This is an important article for any charity, large or small, Catholic or not. Here is an excerpt:
For this reason, some courts have considered whether there should be a defense available to nonprofits that have acted in good faith. But they have uniformly rejected such a defense, finding no basis in the law to support it. As Judge Richard Posner of the U.S. Court of Appeals for the Seventh Circuit explained, charities must return donations because the law "makes no distinction among different kinds of recipient of fraudulent conveyances. Every kind is potentially liable."
With courts unwilling to interpret the law as affording some defense for charities, there have been efforts to persuade legislators to amend existing laws to provide such a defense. But little has come of these efforts.
In the Religious Liberty and Charitable Donations Act passed in 1998, Congress amended the definition of fraudulent transfer in the U.S. Bankruptcy Code to provide protection to charitable contributions made by people who later go bankrupt. But the reach of that provision is quite limited: it does not apply where the donor is engaged in a fraud.
Moreover, many clawback cases are brought not under the federal bankruptcy law's fraudulent transfer provision, but under state laws, and state legislatures have not taken any action to protect nonprofits."

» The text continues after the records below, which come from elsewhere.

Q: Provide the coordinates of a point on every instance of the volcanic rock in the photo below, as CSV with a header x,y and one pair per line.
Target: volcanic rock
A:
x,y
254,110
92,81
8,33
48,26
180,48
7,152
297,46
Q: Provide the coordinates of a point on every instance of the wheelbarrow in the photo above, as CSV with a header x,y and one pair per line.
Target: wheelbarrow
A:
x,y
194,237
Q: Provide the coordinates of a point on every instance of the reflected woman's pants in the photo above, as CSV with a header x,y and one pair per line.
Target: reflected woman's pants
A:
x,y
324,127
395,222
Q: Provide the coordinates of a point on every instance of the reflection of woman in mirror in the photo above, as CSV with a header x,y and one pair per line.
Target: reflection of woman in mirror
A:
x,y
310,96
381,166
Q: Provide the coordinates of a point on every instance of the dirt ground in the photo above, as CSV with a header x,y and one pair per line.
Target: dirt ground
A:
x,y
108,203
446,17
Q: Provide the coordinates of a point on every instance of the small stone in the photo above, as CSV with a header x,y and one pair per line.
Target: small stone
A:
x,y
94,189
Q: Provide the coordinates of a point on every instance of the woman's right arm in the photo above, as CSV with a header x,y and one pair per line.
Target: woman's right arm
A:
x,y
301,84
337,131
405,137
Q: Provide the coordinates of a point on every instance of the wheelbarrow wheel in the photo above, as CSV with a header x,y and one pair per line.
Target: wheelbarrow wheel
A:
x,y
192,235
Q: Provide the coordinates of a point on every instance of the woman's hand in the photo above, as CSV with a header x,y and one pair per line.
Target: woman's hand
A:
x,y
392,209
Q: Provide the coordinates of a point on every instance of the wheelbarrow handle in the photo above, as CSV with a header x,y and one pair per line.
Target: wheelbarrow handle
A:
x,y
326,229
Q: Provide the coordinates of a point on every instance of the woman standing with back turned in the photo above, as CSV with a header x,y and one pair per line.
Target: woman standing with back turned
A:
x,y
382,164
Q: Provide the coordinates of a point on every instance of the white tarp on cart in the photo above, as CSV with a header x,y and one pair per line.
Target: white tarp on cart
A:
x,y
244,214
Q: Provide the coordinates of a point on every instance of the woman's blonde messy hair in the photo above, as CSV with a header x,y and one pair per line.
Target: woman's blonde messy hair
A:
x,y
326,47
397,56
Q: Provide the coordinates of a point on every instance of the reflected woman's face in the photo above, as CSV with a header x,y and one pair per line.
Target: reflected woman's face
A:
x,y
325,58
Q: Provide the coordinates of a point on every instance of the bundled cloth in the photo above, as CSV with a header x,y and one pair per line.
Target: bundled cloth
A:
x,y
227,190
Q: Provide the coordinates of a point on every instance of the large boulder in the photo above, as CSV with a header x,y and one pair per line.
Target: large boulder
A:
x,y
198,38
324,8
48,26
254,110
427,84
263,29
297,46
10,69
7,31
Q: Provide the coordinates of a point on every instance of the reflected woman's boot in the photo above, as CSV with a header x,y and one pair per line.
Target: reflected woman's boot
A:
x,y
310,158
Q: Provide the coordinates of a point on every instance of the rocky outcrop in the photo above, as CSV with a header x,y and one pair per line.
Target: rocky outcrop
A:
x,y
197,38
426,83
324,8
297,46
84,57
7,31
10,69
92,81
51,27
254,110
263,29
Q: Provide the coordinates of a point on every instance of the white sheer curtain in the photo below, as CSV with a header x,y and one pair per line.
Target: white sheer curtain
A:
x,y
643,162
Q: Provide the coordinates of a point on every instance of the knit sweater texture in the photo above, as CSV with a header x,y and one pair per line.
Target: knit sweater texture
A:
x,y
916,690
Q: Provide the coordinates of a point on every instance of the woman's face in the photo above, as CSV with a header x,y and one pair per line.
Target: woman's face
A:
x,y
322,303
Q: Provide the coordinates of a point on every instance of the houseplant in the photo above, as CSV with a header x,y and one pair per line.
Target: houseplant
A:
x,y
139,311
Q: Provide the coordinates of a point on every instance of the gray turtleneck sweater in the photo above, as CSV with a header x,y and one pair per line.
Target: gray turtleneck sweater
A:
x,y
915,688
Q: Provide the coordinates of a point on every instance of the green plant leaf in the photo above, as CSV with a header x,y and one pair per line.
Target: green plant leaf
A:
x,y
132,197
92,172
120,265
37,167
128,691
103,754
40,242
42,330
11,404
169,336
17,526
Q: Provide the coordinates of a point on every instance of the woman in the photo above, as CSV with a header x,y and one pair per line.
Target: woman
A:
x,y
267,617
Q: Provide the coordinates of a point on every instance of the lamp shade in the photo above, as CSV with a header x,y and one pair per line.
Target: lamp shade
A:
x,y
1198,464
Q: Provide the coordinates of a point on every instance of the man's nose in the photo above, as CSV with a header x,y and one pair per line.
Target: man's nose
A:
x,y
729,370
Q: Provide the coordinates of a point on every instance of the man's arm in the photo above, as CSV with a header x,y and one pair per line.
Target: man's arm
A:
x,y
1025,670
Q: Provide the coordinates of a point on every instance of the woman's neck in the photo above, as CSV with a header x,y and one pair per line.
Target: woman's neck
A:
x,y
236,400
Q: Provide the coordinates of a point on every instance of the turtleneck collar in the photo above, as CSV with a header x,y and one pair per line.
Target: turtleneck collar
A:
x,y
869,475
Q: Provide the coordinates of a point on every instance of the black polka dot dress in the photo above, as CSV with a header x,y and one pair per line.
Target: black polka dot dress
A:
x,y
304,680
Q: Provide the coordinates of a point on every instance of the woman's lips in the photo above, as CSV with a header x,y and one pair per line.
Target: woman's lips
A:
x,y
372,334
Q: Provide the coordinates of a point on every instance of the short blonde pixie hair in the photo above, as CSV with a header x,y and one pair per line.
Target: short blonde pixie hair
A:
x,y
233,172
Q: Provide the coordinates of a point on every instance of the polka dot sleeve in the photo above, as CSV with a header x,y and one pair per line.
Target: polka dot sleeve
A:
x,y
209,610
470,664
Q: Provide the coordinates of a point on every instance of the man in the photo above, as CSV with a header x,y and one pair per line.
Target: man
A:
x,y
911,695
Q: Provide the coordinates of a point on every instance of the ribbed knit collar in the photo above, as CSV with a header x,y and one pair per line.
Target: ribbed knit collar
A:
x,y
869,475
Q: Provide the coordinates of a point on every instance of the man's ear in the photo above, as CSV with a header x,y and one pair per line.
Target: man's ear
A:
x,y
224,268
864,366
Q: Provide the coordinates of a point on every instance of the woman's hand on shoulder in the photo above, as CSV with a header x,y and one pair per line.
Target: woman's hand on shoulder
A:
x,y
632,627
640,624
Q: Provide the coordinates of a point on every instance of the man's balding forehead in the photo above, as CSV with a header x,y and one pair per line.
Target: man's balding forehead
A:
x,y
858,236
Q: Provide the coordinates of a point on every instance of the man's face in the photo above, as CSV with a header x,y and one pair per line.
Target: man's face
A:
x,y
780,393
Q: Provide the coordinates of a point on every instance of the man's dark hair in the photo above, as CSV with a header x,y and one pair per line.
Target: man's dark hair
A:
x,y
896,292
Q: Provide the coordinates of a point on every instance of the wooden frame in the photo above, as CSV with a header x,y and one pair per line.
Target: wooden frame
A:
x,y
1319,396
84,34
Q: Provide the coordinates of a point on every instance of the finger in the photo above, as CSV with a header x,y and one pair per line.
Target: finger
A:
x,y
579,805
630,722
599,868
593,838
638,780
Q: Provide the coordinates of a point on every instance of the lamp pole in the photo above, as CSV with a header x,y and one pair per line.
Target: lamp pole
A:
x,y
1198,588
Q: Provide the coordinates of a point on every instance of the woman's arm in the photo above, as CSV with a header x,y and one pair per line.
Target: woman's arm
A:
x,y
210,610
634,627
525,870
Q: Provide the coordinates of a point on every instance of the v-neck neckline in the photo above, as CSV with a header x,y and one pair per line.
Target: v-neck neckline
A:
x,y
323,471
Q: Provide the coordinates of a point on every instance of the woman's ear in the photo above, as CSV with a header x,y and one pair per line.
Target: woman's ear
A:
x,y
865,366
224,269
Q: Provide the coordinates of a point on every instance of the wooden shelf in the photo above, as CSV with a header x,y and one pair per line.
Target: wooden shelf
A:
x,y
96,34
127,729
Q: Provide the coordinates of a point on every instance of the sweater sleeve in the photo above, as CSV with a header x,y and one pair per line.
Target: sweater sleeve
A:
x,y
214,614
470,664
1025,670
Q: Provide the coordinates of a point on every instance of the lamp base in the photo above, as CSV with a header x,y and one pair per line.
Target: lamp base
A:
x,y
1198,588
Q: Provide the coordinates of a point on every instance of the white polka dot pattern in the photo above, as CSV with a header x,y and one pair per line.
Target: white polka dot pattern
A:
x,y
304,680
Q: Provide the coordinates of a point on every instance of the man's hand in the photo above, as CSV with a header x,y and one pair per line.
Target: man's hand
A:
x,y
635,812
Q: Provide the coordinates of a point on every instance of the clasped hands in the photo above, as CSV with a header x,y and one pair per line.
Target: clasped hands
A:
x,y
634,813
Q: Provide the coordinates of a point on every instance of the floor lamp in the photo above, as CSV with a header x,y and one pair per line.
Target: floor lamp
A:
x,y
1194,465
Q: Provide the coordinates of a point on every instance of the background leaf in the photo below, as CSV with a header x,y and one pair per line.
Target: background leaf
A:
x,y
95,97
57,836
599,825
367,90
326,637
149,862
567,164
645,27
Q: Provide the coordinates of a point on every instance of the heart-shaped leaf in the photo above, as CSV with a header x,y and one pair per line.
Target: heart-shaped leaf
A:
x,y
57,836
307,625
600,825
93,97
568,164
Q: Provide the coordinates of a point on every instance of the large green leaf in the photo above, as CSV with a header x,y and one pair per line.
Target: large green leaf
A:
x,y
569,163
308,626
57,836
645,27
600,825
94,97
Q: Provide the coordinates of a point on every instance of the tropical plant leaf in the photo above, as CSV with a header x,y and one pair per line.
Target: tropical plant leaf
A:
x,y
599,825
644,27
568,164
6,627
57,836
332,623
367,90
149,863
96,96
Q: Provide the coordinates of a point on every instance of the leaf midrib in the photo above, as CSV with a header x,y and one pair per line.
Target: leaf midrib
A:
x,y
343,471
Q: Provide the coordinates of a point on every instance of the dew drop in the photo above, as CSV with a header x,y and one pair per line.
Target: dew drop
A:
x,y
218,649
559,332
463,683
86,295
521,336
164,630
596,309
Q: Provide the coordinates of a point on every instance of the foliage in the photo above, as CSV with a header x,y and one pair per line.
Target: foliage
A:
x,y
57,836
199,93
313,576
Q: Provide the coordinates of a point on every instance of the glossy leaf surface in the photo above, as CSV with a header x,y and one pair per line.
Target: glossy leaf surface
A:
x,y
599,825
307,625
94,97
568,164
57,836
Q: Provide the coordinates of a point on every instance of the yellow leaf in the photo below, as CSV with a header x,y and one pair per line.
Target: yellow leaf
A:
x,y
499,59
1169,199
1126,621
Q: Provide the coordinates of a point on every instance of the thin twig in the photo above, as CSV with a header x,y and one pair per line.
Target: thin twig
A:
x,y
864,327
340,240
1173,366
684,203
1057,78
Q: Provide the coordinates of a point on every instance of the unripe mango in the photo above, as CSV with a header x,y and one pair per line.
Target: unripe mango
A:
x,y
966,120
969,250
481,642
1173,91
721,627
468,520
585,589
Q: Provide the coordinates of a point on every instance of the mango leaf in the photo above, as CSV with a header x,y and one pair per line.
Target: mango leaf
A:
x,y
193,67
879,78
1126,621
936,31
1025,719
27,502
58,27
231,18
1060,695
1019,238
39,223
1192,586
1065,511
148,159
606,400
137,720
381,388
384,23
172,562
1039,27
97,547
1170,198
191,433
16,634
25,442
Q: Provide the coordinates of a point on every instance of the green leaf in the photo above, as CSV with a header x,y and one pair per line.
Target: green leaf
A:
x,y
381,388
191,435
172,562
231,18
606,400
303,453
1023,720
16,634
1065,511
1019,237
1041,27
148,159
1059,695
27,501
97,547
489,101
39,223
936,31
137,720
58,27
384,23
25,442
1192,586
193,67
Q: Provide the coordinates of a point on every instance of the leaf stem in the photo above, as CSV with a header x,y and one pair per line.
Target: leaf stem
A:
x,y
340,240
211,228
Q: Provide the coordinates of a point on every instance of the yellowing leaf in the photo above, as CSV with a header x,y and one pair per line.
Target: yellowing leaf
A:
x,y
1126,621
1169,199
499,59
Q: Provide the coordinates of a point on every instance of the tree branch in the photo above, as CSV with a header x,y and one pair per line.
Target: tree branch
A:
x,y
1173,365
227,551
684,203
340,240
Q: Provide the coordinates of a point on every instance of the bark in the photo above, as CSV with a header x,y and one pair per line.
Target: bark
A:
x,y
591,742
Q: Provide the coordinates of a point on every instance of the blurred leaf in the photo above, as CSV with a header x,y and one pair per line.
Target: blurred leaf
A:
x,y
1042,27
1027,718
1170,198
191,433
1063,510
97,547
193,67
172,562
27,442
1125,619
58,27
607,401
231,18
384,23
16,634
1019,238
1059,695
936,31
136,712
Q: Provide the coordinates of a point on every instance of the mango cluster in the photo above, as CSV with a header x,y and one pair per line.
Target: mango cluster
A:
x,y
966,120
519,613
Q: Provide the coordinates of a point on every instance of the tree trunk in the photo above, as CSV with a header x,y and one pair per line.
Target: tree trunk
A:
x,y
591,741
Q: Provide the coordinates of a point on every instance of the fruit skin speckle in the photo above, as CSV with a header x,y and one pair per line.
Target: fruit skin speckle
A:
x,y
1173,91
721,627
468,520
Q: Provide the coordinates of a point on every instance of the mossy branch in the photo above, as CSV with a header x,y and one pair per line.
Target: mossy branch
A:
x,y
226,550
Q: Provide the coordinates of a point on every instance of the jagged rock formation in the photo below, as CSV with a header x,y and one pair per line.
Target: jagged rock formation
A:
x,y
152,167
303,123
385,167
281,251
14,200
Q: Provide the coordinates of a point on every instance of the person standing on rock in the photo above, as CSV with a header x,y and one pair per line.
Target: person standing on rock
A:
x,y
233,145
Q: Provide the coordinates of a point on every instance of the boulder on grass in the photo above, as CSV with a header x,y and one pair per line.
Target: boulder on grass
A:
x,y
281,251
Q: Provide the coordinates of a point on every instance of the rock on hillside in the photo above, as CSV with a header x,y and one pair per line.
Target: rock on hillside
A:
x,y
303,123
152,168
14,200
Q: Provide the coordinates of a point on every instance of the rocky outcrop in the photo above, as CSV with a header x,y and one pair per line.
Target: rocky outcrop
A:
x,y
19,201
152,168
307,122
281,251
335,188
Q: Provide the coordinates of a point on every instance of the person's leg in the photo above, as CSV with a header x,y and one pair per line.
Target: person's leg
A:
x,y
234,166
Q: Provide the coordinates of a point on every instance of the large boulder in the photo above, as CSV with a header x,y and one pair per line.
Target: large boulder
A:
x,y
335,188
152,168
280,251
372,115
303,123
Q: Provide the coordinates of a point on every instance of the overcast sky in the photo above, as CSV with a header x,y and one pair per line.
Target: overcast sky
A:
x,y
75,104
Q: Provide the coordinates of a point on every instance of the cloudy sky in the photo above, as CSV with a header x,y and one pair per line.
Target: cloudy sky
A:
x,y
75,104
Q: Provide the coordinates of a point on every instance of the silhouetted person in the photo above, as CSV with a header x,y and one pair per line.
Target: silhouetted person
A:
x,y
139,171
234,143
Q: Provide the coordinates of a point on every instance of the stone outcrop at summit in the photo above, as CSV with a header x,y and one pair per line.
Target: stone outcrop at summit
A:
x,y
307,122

My 2 cents: Charities need to first manage risk, then manage donations. Managing risk first requires a charity to ask the question: "Do we know the donor?" If yes, then acceptance of the gift makes sense. Otherwise, there's the embarrassment of taking a donor's name off of a building or worse, explaining to a board of directors and a charity's constituency why you're giving the donation back. Of course, even with appropriate due diligence, complications can arise. The important thing is to exercise as much prudence on the front-end of a major gift.